Brisket quandary

Discussion in 'Beef' started by grnwolf, Jul 25, 2013.

  1. Been experimenting with my new SFB and I've been pretty successful. Enough that I felt I was ready for brisket. The first one turned out fantastic. I was shocked to say the least.

    But here's my issue...the next two...not so good. I got them good and tender, but not a lot of smoke flavor. Temp stayed between 225-250 the entire time. Using mesquite so there should be more flavor.

    I'm open to any ideas...maybe it was just low grade meat. Smoked chicken and St. Louis ribs have been requested again this week, so the next brisket experiment will have to wait until I get some insight from the masters here. Thanks!
  2. What IT are you cooking to? tell us what you did. My christal Ball is on the blink.

    Happy smoken.

  3. tonybel

    tonybel Smoking Fanatic

    Try a smoking with oak. Maybe that will give you the smoke flavor your looking for...
  4. IT was 170. Meat was almost fall apart tender on the flat and the point was pretty easy to pull. Had it wrapped in a cooler for a few hours after cooking. It was just bland. I didn't trim much of the fat cap off. Should I have thinned that out?

    Did the rub pretty much right before putting it in the pit. Should I let the meat sit for a period of time after the rub? If so, what's a good amount? Or should I consider injecting the meat to get some flavor in there?

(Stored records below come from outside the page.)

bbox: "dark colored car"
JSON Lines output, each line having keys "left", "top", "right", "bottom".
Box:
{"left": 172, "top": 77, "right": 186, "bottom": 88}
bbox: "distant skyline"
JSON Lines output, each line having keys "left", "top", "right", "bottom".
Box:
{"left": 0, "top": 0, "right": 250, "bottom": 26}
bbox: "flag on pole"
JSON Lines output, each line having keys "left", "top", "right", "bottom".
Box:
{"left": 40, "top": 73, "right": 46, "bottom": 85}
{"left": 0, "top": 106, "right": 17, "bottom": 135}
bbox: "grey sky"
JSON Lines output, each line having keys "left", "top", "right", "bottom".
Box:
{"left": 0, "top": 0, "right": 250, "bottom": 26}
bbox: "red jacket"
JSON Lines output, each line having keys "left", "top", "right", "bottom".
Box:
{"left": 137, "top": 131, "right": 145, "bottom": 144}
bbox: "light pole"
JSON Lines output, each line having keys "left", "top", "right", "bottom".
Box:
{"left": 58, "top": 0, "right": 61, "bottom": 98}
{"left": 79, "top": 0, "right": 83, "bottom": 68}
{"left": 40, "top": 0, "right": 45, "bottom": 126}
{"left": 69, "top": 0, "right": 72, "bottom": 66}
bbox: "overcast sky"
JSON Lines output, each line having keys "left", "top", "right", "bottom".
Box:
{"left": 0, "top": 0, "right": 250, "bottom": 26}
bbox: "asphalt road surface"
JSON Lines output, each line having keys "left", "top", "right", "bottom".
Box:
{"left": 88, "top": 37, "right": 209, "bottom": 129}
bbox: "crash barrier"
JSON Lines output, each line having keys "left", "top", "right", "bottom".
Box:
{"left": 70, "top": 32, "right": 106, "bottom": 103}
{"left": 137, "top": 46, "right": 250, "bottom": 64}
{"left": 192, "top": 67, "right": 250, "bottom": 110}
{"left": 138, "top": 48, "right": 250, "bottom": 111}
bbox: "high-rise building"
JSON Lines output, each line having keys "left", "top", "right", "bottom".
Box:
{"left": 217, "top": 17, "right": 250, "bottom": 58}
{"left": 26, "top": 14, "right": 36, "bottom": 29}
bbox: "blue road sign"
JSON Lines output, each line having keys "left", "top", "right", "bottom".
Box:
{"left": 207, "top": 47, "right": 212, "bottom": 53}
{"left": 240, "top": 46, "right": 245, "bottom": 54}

    Thanks for the replies so far! Found the best way to kill a case on a day off from work. :)
  5. geerock

    geerock Master of the Pit SMF Premier Member

    If you're looking for more smoke flavor you may want to go with very little salt and pepper or SPOG, or even no rub. Keep a bark from forming and allow the meat to absorb as much smoke as possible. To tell you the truth, I'm a bit surprised that you are fall apart tender with packer brisket at only 170. You may try to inject with beef stock for more beef flavor but I'm a big fan of letting beef speak for itself. If its more rub flavor you're looking for try letting the SPOG set overnight and cook fat cap down so that seasoning cooks into the meat from the top. But not knowing what flavors you are looking for makes it a bit hard to advise you. Best of luck.
    Last edited: Jul 26, 2013
  6. danbono

    danbono Master of the Pit OTBS Member

    Hi The last 2 times smoking brisket/packer I only used McCormick's Montreal Seasoning as a rub.. Came out tasting really good.I've tried a few different rubs before and for my taste, that seasoning beats them all. Now IF I could only get my brisket with more moisture, I'll be happy,taste and tenderness are there, but kinda on the dry side.Tired alot of different methods and so on with he same results:[​IMG]
    Last edited: Jul 26, 2013
  7. @geerock...I was surprised too with the temp. But the reality is that it's an old stick thermometer and it may be off. I know the temp should be on the 190 range for fall apart meat.

    I like meat that speaks for itself too. You mentioned to let the fat cap melt down, but I never get that. Is there a thickness that the cap should be at? Should I trim down more before cooking? I'm asking because I'm cutting off quite a bit of fat off after cooking. I'm guessing now that the thick fat layer also affects flavoring, maybe in a negative way.

    Last question ...SPOG = Salt, Pepper, Onion, Garlic?

    Thanks for all the tips!
  8. long do you let the rub set on the meat before smoking? I've tried the Montreal also before and it puts a good flavor into the meat.
  9. s2k9k

    s2k9k AMNPS Test Group

  10. @S2K9K...thanks for the info and read!